Wanneer Laila, de dochter van een Finse diplomaat, wordt opgenomen in een ziekenhuis in Lima, blijft ze niet onopgemerkt: de jonge patiëntjes van de kinderafdeling zijn nieuwsgierig naar dat blonde meisje. Vooral El Rato, het jongetje met de langste tong die Laila ooit heeft gezien, wil meer over haar weten.
Steeds vaker trekken de twee samen op, tot ze per toeval een vreemd dagboek vinden. Het is in 1941 geschreven door ene dokter Clarke, maar Laila en El Rato zijn vooral geïnteresseerd in een tekening van een zeldzame bloem die vroeger werd gebruikt door de sjamanen van de stam van K. Volgens Clarkes aantekeningen zou deze bloem een geneeskrachtige werking hebben.
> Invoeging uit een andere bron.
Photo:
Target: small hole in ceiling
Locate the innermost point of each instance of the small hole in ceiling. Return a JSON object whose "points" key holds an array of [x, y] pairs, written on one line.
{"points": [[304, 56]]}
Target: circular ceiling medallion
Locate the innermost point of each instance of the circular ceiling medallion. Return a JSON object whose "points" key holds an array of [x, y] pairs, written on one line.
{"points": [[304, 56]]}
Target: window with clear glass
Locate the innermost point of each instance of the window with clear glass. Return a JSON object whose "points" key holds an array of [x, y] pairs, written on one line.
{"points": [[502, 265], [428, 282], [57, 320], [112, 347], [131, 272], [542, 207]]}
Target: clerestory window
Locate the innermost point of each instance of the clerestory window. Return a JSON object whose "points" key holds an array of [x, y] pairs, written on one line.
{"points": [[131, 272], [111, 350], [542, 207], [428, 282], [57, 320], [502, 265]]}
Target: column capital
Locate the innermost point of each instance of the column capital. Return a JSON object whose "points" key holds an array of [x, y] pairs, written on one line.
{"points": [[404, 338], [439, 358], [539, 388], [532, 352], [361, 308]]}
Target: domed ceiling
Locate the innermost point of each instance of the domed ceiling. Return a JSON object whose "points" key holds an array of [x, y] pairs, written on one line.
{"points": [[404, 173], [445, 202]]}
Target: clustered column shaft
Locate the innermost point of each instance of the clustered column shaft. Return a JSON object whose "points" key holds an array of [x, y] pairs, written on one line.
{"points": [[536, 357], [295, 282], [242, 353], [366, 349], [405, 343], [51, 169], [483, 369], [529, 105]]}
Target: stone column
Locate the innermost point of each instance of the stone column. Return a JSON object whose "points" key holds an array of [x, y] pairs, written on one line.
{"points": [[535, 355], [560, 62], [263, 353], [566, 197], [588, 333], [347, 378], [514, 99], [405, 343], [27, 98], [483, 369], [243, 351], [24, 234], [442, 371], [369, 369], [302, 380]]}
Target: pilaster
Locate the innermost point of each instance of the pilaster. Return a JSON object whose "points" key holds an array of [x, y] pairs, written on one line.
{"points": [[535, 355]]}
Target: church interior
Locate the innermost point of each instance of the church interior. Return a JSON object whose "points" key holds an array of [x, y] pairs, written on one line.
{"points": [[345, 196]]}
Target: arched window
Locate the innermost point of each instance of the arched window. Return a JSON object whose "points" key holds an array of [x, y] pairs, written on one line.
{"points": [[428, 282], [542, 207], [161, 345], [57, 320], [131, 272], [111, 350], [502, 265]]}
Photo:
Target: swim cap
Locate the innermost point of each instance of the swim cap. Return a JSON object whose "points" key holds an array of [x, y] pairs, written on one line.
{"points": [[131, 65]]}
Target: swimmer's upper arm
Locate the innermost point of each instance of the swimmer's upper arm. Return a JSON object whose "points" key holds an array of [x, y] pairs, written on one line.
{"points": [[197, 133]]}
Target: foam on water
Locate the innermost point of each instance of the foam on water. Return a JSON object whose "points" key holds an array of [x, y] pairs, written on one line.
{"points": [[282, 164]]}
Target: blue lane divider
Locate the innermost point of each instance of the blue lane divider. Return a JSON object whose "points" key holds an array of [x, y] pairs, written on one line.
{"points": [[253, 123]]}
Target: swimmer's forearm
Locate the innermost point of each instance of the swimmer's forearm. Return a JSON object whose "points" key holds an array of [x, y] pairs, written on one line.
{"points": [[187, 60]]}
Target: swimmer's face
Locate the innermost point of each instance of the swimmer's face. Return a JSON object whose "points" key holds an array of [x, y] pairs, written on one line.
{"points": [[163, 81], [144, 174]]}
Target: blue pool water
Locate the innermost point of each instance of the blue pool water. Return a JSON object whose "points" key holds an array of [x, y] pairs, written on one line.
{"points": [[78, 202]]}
Juist op dat moment krijgt Laila haar diagnose: de artsen hebben eindelijk een naam kunnen geven aan haar ziekte, een naam die alle hoop wegslaat. Toch gaan de wee vrienden, misschien tegen beter weten in, samen op zoek naar de Verloren Bloem, want wie weet kan Laila daarmee alsnog genezen. Zo begint een lange, ongeplande reis die hen van het Andesgebergte naar het Amazonewoud voert. Onderweg moeten ze het opnemen tegen terroristen, drugshandelaars en de overweldigende, angstaanjagende natuur van Peru.